SE, Strategic Accounts,
It sounds like your customer is creating separate SMVI backups for each VM. For their case, I would suggest looking at creating a smaller number of backups with more VMs. They could try a single backup of just that datastore. SMVI will, by default, create VMware snapshots for every VM in the datastore, then it will create a single ONTAP snapshot for the datastore(s) involved.
Please be aware that if the VMs are experience heavy I/O, it is possible for one or more of the VMware snapshots to fail. In those cases, the VMs that did not complete their VMware snapshots will not be properly backed up. If this occurs, the two resolutions are to either a) disable VMware snapshots, b) Reduce the number of VMs per SMVI backup.

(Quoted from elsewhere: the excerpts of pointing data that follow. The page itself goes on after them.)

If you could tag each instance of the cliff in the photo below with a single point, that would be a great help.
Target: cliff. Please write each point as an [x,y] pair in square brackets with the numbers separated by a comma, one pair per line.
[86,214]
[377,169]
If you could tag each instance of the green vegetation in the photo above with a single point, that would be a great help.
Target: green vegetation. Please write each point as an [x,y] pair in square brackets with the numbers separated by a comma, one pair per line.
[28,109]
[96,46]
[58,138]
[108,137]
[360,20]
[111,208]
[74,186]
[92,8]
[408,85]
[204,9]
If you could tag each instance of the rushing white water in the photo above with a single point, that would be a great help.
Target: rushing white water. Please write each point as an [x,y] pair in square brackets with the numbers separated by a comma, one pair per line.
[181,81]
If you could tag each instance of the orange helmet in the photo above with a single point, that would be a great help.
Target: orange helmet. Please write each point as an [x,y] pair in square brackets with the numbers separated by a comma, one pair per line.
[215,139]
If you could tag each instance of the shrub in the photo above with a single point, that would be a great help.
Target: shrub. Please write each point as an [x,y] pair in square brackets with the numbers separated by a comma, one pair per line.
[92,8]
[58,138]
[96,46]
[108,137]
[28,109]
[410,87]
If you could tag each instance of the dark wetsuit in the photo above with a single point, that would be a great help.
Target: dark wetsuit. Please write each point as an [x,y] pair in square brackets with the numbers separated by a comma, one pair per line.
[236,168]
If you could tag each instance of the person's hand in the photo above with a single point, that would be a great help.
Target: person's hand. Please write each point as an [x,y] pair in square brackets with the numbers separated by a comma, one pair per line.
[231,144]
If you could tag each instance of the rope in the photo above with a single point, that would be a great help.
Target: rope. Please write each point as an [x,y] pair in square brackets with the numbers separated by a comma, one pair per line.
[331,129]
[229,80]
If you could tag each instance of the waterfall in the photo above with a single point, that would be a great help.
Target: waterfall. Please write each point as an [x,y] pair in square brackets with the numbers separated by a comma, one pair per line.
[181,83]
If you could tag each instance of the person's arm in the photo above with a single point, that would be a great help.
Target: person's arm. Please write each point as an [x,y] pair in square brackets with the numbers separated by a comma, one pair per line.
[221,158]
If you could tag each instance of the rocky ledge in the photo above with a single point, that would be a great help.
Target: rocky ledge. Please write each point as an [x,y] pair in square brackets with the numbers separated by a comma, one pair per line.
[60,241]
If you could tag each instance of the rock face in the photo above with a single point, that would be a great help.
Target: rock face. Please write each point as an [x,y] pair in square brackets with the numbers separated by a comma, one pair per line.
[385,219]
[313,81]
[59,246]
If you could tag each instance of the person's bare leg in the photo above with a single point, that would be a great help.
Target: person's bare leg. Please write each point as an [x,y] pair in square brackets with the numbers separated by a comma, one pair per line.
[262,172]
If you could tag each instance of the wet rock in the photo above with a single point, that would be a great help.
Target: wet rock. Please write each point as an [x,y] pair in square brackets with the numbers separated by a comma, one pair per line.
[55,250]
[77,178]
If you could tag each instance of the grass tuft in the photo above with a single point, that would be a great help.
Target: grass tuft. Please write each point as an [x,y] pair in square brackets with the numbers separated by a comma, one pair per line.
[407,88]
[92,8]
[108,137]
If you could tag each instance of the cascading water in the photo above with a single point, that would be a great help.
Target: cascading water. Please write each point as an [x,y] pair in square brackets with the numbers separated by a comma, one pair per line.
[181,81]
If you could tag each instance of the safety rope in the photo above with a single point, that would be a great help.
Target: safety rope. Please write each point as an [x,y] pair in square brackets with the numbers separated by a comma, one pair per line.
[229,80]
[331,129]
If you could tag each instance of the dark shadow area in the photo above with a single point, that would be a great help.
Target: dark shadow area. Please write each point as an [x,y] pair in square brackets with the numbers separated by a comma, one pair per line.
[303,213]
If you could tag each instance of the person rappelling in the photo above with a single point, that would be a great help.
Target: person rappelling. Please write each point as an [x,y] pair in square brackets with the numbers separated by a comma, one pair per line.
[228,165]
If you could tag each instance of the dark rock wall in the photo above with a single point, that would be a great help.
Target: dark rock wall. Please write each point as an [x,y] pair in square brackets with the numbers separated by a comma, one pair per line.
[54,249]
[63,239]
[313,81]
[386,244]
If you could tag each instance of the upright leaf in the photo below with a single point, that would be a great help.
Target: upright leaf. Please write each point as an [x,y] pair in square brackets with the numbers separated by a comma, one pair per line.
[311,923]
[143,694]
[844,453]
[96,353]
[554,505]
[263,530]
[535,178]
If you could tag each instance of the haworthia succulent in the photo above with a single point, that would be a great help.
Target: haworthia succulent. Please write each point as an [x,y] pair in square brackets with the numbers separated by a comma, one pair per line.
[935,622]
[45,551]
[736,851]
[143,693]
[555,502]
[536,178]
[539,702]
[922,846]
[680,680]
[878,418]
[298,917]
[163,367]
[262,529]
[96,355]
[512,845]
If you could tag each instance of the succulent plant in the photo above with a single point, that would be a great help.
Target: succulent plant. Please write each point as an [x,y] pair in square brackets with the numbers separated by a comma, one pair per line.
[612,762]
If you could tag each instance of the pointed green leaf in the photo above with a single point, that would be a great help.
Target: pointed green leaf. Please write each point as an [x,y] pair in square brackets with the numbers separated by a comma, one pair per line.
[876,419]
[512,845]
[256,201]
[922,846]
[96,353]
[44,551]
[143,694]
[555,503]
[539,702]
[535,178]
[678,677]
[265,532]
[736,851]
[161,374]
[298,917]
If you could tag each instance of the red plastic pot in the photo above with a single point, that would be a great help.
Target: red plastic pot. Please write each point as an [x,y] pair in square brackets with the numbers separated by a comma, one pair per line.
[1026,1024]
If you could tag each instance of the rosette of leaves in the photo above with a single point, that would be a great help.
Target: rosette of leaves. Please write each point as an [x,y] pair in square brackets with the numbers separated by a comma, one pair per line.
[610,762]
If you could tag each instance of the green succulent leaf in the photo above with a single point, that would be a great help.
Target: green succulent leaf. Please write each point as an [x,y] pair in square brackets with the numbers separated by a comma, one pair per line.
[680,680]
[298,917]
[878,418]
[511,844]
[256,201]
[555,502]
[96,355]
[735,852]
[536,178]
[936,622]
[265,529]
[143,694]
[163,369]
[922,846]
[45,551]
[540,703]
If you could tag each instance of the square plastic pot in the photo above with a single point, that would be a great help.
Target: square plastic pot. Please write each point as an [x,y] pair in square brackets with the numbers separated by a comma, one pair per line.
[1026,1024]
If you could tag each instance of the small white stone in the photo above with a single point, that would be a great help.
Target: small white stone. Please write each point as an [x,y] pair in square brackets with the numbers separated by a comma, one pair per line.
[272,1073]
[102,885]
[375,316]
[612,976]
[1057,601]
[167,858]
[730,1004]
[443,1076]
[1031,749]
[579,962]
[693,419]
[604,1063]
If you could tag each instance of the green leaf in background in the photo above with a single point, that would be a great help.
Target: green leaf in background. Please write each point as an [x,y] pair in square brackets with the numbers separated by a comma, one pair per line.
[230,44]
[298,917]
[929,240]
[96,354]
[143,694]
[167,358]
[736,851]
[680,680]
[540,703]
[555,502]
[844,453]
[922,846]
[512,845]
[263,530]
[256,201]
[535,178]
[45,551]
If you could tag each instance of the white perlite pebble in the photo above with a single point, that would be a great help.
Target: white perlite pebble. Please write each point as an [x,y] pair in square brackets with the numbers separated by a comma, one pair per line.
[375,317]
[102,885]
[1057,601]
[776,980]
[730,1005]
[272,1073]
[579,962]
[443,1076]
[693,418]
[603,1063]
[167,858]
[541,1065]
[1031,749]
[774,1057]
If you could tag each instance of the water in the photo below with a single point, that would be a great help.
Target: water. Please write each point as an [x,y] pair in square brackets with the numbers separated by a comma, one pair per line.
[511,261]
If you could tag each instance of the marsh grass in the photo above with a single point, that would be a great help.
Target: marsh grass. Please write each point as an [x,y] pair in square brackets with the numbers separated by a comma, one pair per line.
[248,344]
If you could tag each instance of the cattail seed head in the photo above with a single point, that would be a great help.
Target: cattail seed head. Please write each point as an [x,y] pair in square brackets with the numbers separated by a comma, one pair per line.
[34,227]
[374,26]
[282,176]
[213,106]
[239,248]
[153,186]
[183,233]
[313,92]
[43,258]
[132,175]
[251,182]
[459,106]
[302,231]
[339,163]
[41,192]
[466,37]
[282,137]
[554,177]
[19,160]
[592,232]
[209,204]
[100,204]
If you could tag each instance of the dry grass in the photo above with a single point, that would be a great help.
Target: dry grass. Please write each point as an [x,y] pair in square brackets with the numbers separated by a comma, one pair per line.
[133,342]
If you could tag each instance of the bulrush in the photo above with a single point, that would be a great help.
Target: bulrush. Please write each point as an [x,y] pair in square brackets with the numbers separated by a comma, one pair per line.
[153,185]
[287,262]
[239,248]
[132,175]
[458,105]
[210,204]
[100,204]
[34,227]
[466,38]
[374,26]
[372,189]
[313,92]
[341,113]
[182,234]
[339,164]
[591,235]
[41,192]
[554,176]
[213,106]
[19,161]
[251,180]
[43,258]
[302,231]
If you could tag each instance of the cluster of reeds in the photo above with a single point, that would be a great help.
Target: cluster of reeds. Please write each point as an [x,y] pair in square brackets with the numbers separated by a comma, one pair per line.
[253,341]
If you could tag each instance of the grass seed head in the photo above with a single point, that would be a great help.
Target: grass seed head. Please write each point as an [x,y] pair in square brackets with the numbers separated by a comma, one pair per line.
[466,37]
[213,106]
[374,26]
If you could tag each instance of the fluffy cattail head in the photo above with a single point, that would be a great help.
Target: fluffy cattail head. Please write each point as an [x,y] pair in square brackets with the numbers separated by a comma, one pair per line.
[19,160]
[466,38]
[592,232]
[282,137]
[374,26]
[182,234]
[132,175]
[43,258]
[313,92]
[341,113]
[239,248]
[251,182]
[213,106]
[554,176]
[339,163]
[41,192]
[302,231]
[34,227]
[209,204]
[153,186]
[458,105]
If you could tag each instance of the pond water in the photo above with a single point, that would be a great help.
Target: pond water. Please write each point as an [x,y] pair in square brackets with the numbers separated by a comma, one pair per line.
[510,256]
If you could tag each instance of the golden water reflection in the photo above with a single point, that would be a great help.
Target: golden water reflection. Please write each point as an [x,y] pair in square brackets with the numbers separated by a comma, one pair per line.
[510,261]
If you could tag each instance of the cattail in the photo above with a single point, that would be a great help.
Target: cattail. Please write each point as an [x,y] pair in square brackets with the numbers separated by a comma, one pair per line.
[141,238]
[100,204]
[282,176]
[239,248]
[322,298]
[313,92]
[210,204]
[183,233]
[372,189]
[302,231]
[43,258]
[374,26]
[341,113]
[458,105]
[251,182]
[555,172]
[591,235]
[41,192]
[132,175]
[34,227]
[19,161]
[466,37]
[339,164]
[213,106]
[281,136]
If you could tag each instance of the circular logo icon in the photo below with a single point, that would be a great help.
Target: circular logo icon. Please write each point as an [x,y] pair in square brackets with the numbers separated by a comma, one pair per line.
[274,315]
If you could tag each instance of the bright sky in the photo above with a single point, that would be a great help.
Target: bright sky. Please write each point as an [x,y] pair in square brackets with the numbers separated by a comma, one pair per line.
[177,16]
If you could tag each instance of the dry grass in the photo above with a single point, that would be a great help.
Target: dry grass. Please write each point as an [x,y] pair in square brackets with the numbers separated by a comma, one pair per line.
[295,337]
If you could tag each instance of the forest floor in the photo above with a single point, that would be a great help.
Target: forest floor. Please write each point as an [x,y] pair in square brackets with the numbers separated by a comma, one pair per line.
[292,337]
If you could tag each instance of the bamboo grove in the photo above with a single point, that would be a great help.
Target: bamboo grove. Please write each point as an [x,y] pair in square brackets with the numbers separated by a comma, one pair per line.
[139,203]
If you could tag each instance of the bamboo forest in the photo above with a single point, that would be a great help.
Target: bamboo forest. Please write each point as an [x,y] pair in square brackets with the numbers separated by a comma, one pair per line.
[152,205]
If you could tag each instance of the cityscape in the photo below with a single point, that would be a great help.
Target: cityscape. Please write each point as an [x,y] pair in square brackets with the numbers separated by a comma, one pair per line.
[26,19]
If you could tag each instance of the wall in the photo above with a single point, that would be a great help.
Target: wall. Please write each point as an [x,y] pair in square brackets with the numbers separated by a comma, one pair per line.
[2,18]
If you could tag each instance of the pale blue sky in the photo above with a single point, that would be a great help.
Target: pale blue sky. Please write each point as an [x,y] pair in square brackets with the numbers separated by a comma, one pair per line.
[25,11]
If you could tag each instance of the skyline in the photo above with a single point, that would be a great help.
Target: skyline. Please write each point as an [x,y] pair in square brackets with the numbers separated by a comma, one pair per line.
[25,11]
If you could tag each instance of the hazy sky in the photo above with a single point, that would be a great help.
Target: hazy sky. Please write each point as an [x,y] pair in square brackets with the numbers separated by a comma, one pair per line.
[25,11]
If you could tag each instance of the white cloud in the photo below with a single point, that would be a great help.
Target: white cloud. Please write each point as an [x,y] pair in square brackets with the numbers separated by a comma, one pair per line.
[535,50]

If the choice is to reduce the number of SMVI backups, I would start by just dividing in half and testing.
Appreciate the quick response.pparently there was a misunderstanding between the customer and me:
He has 17 LUNs (300GB each, 500VMs total) inside one volume, and has 17 backup jobs (on the datastore level) running one after the other (he doesn't want to backup all the machines in one snapshot fearing that 400 quiesce requests will overload the servers, and that's why he's getting 17 snaps per backup.
He claims that our best practices for SMVI were the reason he chose the LUN size to be 300GB, and what lead to the need for 17 LUNs.I realise that we can ask them to move some of the LUNs to other volumes, but that would require a downtime for some of the servers.Is there another way around this issue ?
Any idea how we can work around this issue ?
That is a lot of LUNs in a single vol. There are probably a few ways to reorganize the customers data as long as they have the spare storage. Now, please be aware that I'm not the most qualified to give the exact steps on this. I would also suggest subscribing to dl-server-virtualization and ask this same basic question there if you do not hear anything else on this thread.
The root issue is that there are multiple VMFS datastores backed by LUNs all in the same volume. Finding the best solution to break this apart so that there is no downtime is the trick.
The basic way I can see resolving this for this customer is through using VMotion and/or Storage VMotion. They should be able to bring up another VMFS datastore backed by another LUN in another volume. Then use VMotion to move several VMs over to the new VMFS datastore. I believe you can perform VMotion without powering off a VM, but I believe it cannot have any VMware snapshots.
I personally am not well versed on Storage VMotion, so I cannot really give you any ideas on how well that would work for the customer.
How many VM's does he have per LUN? You will not want more than 10-15 VM's per LUN, because of SCSI Reservations. But if you need to move the LUN's to a new volume I would use storage vmotion (here is a plugin for Virtual Center which works a lot better than using command line). I would storage vMotion VM's to a different LUN then create the new Volume and LUN's then storage vMotion the VM's to the new LUN
I am having an issue where SMVI is leaving VMware snapshots that it creates when it should be deleting them. I receive this in the logs
2009-05-04 01:15:15,493 WARN - VMware Task "CreateSnapshot_Task" for entity "NYC-IIS05" failed with the following error: Operation timed out.
2009-05-04 01:15:15,493 ERROR - VM "NYC-IIS05" will not be backed up since vmware snapshot create operation failed.
But a snapshot is created and then is not removed after the backup finishes. I have case 2000733732 open about this issue.